El otro día se cumplieron cuarenta años desde que la preautonomía dió los primeros pasos, dubitativos y confusos, hacia el Estatuto de Aragón y el desarrollo de una descentralización que aquí siempre fue de Segunda División. Así que el primer presidente de la DGA, Juan Antonio Bolea, majo y combativo, aprovechó la efemérides para lamentar que la Tierra Noble no haya luchado más y mejor por sus aspiraciones e intereses, y el jefazo actual, Javier Lambán, echó su cuarto a espadas reclamando más competencias y un tratamiento adecuado por parte de la Administración central. Atrás quedan las peculiares traiciones y miserias de nuestra peripecia autonómicas. Por ejemplo, cuando, al principio, Hipólito Gómez de las Roces y los suyos se conformaron con una especie de mancomunidad de diputaciones provinciales, o luego, cuando la UCD aragonesa obedeció a sus jefes de Madrid y aceptó la vía lenta del artículo 143 (en vez de la más directa del 151), frustrando el entusiasmo de quienes pensaban que aquí no éramos «menos que nadie».

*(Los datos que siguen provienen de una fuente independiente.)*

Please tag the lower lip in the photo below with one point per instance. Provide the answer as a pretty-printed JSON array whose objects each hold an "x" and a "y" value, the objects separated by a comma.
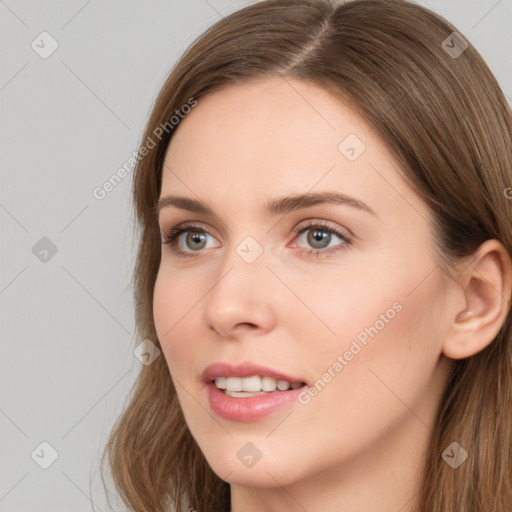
[{"x": 249, "y": 408}]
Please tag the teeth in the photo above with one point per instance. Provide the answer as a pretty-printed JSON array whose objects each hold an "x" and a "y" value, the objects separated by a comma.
[
  {"x": 282, "y": 385},
  {"x": 268, "y": 384},
  {"x": 254, "y": 385}
]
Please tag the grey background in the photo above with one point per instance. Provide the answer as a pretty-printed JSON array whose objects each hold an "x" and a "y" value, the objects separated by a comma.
[{"x": 68, "y": 123}]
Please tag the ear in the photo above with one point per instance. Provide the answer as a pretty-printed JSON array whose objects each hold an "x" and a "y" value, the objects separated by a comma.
[{"x": 483, "y": 301}]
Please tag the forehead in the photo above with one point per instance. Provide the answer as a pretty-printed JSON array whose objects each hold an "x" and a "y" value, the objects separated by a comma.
[
  {"x": 270, "y": 124},
  {"x": 253, "y": 141}
]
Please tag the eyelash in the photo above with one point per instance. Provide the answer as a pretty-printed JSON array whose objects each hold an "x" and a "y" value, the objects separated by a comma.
[{"x": 172, "y": 237}]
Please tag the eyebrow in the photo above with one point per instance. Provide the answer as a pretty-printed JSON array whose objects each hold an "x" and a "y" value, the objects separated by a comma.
[{"x": 277, "y": 206}]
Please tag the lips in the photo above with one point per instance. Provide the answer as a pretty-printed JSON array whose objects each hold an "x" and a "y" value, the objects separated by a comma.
[
  {"x": 247, "y": 407},
  {"x": 245, "y": 370}
]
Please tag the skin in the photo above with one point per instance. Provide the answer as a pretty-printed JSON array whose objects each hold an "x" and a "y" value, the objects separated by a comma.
[{"x": 361, "y": 440}]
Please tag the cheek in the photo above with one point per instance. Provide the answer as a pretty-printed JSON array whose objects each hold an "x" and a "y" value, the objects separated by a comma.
[{"x": 173, "y": 307}]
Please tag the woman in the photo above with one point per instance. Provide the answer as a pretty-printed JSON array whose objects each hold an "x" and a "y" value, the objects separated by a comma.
[{"x": 325, "y": 265}]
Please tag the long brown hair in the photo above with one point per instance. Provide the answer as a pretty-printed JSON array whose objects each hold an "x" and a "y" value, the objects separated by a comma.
[{"x": 446, "y": 120}]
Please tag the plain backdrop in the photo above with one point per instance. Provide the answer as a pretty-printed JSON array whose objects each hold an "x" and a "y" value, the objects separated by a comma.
[{"x": 69, "y": 121}]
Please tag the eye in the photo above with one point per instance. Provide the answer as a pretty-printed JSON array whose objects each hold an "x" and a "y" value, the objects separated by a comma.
[
  {"x": 186, "y": 239},
  {"x": 319, "y": 235}
]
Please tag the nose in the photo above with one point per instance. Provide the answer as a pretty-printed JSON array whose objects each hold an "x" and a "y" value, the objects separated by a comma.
[{"x": 240, "y": 300}]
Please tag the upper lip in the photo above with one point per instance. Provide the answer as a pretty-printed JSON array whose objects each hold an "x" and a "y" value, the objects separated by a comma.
[{"x": 247, "y": 369}]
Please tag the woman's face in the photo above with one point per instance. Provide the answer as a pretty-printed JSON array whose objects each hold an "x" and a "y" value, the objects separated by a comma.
[{"x": 340, "y": 298}]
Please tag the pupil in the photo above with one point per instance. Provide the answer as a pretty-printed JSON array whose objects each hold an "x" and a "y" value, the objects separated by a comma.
[
  {"x": 196, "y": 238},
  {"x": 317, "y": 236}
]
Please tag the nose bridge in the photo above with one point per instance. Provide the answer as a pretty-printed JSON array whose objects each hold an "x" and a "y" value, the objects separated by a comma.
[{"x": 239, "y": 294}]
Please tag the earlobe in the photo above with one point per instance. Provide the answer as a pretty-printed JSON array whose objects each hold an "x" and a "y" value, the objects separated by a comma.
[{"x": 487, "y": 285}]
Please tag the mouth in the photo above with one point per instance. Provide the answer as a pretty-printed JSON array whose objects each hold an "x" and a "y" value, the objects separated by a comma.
[
  {"x": 249, "y": 392},
  {"x": 254, "y": 385}
]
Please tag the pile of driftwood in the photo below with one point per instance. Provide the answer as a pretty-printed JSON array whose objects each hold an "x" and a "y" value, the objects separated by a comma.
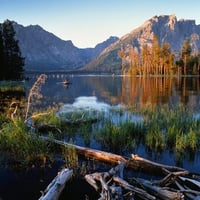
[
  {"x": 176, "y": 183},
  {"x": 174, "y": 186}
]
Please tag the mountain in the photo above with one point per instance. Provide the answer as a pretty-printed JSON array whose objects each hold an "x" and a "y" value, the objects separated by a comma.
[
  {"x": 166, "y": 27},
  {"x": 44, "y": 51}
]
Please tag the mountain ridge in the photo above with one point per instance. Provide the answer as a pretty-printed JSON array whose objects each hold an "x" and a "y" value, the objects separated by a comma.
[
  {"x": 45, "y": 51},
  {"x": 166, "y": 27}
]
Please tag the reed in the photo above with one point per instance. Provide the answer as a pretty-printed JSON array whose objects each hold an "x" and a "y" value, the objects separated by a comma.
[{"x": 16, "y": 142}]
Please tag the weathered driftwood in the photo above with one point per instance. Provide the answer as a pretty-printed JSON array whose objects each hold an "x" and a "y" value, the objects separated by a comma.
[
  {"x": 112, "y": 186},
  {"x": 136, "y": 163},
  {"x": 54, "y": 189},
  {"x": 161, "y": 192}
]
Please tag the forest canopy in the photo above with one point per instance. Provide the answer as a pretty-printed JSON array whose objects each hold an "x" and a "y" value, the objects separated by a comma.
[{"x": 11, "y": 60}]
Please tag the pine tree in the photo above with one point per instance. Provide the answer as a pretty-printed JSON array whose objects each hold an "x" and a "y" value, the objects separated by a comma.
[{"x": 13, "y": 61}]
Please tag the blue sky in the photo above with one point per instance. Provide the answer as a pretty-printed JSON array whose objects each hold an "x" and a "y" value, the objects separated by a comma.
[{"x": 88, "y": 22}]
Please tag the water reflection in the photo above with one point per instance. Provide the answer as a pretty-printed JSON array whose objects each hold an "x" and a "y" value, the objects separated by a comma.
[
  {"x": 121, "y": 90},
  {"x": 161, "y": 90}
]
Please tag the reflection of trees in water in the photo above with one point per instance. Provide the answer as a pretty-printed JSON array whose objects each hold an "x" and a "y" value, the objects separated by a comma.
[
  {"x": 8, "y": 97},
  {"x": 160, "y": 90}
]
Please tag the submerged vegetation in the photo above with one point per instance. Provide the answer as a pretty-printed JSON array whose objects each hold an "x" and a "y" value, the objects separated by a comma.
[{"x": 118, "y": 129}]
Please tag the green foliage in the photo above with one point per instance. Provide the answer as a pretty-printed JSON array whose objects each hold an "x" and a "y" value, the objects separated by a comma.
[
  {"x": 19, "y": 144},
  {"x": 70, "y": 155},
  {"x": 11, "y": 61},
  {"x": 119, "y": 137}
]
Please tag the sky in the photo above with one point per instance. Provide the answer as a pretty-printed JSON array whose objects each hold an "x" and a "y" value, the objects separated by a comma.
[{"x": 89, "y": 22}]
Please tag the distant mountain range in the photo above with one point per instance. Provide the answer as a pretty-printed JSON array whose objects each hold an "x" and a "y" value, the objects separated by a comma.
[
  {"x": 166, "y": 27},
  {"x": 44, "y": 51}
]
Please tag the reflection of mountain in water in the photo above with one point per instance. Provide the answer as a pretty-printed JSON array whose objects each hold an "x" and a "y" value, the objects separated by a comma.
[
  {"x": 120, "y": 90},
  {"x": 160, "y": 90}
]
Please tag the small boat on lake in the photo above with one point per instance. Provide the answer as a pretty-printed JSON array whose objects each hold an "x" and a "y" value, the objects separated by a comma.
[{"x": 66, "y": 82}]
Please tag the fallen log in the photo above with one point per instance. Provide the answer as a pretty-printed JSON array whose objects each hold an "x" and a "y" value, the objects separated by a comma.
[
  {"x": 112, "y": 186},
  {"x": 54, "y": 189},
  {"x": 135, "y": 162},
  {"x": 161, "y": 192}
]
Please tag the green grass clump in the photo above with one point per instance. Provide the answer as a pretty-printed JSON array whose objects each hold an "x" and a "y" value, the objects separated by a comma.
[
  {"x": 20, "y": 146},
  {"x": 119, "y": 137}
]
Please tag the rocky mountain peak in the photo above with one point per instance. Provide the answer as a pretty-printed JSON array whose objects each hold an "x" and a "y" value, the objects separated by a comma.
[{"x": 167, "y": 28}]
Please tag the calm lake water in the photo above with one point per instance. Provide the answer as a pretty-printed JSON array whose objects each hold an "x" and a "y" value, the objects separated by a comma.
[
  {"x": 107, "y": 92},
  {"x": 103, "y": 93}
]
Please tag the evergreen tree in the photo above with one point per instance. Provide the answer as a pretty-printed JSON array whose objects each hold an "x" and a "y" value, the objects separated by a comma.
[
  {"x": 12, "y": 60},
  {"x": 1, "y": 54}
]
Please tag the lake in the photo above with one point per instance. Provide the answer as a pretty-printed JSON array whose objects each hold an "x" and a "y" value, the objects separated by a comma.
[
  {"x": 101, "y": 91},
  {"x": 104, "y": 92}
]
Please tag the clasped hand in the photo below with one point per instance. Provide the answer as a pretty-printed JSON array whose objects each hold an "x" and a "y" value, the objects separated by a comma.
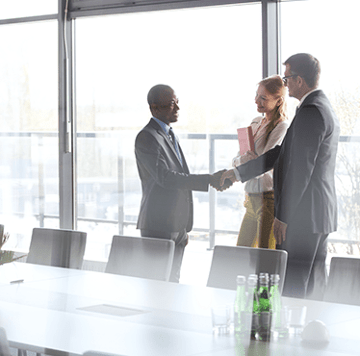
[{"x": 218, "y": 183}]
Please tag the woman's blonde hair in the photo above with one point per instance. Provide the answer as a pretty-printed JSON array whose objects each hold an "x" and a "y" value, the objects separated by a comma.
[{"x": 275, "y": 86}]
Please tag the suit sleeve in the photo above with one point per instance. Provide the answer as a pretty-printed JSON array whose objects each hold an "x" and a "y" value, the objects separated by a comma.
[
  {"x": 154, "y": 162},
  {"x": 258, "y": 166},
  {"x": 299, "y": 161}
]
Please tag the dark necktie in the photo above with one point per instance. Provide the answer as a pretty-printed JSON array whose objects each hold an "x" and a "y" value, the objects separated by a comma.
[{"x": 174, "y": 142}]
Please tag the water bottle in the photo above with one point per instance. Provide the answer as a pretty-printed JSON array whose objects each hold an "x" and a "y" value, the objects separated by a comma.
[
  {"x": 252, "y": 306},
  {"x": 277, "y": 322},
  {"x": 240, "y": 305},
  {"x": 264, "y": 308}
]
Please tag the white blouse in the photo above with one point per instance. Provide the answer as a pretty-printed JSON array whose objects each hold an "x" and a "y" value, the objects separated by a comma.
[{"x": 264, "y": 182}]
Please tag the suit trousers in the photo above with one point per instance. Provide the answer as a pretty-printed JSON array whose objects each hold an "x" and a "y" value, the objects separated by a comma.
[
  {"x": 306, "y": 274},
  {"x": 181, "y": 240}
]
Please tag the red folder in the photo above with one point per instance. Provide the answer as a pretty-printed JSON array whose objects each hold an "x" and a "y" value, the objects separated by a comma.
[{"x": 246, "y": 139}]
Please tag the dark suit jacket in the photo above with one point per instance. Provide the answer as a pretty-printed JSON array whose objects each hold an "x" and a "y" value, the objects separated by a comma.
[
  {"x": 304, "y": 167},
  {"x": 166, "y": 203}
]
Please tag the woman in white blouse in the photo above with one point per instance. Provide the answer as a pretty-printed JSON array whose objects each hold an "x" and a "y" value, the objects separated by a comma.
[{"x": 268, "y": 130}]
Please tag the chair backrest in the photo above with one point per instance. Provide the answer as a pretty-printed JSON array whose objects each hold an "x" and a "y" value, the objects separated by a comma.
[
  {"x": 344, "y": 281},
  {"x": 4, "y": 344},
  {"x": 99, "y": 353},
  {"x": 230, "y": 261},
  {"x": 57, "y": 247},
  {"x": 141, "y": 257}
]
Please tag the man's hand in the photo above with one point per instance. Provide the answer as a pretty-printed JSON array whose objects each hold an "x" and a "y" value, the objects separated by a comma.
[
  {"x": 227, "y": 176},
  {"x": 215, "y": 181},
  {"x": 279, "y": 231}
]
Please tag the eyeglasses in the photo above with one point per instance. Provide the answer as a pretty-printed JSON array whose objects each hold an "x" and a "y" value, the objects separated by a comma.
[
  {"x": 171, "y": 104},
  {"x": 285, "y": 79}
]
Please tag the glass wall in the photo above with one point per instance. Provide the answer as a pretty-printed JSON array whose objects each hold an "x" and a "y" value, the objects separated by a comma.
[
  {"x": 25, "y": 8},
  {"x": 214, "y": 71},
  {"x": 329, "y": 35},
  {"x": 29, "y": 175}
]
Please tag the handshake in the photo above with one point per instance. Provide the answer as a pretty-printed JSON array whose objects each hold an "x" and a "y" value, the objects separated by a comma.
[{"x": 222, "y": 180}]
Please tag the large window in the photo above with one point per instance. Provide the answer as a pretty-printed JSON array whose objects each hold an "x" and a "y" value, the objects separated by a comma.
[
  {"x": 214, "y": 71},
  {"x": 211, "y": 56},
  {"x": 326, "y": 29},
  {"x": 29, "y": 193}
]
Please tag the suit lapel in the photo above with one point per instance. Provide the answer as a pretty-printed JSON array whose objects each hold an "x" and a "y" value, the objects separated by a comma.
[{"x": 169, "y": 144}]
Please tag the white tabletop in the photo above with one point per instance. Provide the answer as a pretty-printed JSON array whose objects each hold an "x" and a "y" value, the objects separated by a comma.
[{"x": 58, "y": 311}]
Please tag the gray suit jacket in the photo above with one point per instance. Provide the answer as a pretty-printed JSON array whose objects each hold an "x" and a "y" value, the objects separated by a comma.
[
  {"x": 304, "y": 168},
  {"x": 166, "y": 203}
]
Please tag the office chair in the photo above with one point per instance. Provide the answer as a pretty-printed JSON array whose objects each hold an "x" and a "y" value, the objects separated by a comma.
[
  {"x": 230, "y": 261},
  {"x": 343, "y": 283},
  {"x": 141, "y": 257},
  {"x": 57, "y": 247}
]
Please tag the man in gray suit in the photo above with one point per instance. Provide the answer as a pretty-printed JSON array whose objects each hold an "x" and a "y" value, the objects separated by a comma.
[
  {"x": 304, "y": 183},
  {"x": 166, "y": 209}
]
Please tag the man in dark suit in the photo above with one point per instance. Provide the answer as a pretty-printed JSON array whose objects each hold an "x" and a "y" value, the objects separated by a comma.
[
  {"x": 166, "y": 209},
  {"x": 304, "y": 183}
]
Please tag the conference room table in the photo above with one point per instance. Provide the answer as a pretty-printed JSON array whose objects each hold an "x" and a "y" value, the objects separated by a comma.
[{"x": 58, "y": 311}]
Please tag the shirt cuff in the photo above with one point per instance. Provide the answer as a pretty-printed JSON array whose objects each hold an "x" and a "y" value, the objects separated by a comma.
[{"x": 237, "y": 174}]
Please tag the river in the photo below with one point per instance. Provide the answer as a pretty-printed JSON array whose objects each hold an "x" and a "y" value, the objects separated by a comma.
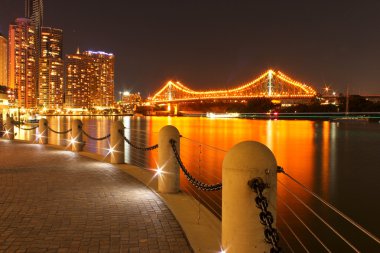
[{"x": 340, "y": 161}]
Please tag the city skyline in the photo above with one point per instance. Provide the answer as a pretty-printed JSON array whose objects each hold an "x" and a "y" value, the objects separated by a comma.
[{"x": 221, "y": 45}]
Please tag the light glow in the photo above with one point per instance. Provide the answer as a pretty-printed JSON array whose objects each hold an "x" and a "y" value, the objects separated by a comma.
[{"x": 293, "y": 89}]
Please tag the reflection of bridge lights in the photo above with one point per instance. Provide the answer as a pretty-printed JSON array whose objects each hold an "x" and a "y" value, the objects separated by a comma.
[{"x": 72, "y": 141}]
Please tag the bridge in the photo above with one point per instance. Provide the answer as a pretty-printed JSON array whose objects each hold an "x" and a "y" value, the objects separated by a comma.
[{"x": 271, "y": 84}]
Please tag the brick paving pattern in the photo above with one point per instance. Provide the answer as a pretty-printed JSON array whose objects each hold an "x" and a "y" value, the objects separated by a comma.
[{"x": 57, "y": 201}]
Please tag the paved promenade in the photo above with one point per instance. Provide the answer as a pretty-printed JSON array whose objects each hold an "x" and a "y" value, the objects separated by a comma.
[{"x": 58, "y": 201}]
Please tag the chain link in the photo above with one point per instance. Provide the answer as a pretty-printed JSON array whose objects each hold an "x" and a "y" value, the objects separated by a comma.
[
  {"x": 57, "y": 132},
  {"x": 198, "y": 184},
  {"x": 95, "y": 138},
  {"x": 266, "y": 217},
  {"x": 27, "y": 129}
]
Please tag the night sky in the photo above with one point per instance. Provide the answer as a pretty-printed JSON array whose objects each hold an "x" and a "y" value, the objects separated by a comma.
[{"x": 218, "y": 44}]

En cuarenta años es difícil que un país europeo (grande o pequeño) no mejore en todo lo que pueda mejorar. Y la verdad es que el Aragón autónomo ha experimentado en esas cuatro décadas avances decisivos. Aunque después de cuatro décadas no cabía esperar otra cosa, la descentralización nos ha sentado bien. Eso sí, faltan por solventar cuestiones importantes: la financiación la primera, y también el pleno desarrollo estatutario (no se dará esto sin aquello); pero lo fundamental ya no está tanto ahí, en lo que atañe al Gobierno del Estado, como aquí, en lo referido a qué diantre queremos hacer con la bendita Tierra Noble, y qué iniciativas, ideas, programas, esfuerzos y eficacias vamos a poner en marcha para llegar a la meta que previamente nos hayamos propuesto... Si es que nos hemos propuesto algo que no sea estar a verlas venir, hacernos las víctimas y protestar desde el Pignatelli solo cuando cuando en La Moncloa están los de la competencia.

¿Para qué queremos la autonomía? ¿Qué pretendemos hacer con el poder aragonés? Porque si se trataba solo de disponer de un amplio sector público donde colocar a los compañeros, los amigos y los cuñaos y desde el cual llevar a cabo costosas políticas de escaparate, no era meneter ponerse tan solemnes ni manifestarse por el zaragozano Paseo de la Independencia.

El País Vasco, cuyo rebajadísimo cupo nos parece, con razón, una ventaja inaudita, también puede presumir de haber llevado a cabo, en circunstancias políticas extremas, un proyecto territorial de mucho calado. Tenían mucho más para invertir y lo han invertido mucho mejor. En consecuencia, la muy autónoma Euskadi (cuyo estatus actual es, en realidad, el de un estado libre asociado) nos da sopas con onda en todo. Porque sabían lo que querían y se aplicaron a lograrlo con no poca eficiencia y bastante lógica.

Cuarenta años después, Aragón sigue sin saber qué quiere ser de mayor. No lo saben los políticos, vale, pero tampoco una sociedad civil ingenua, confiada, presta al lloriqueo y, ¡ay!, tan desmovilizada.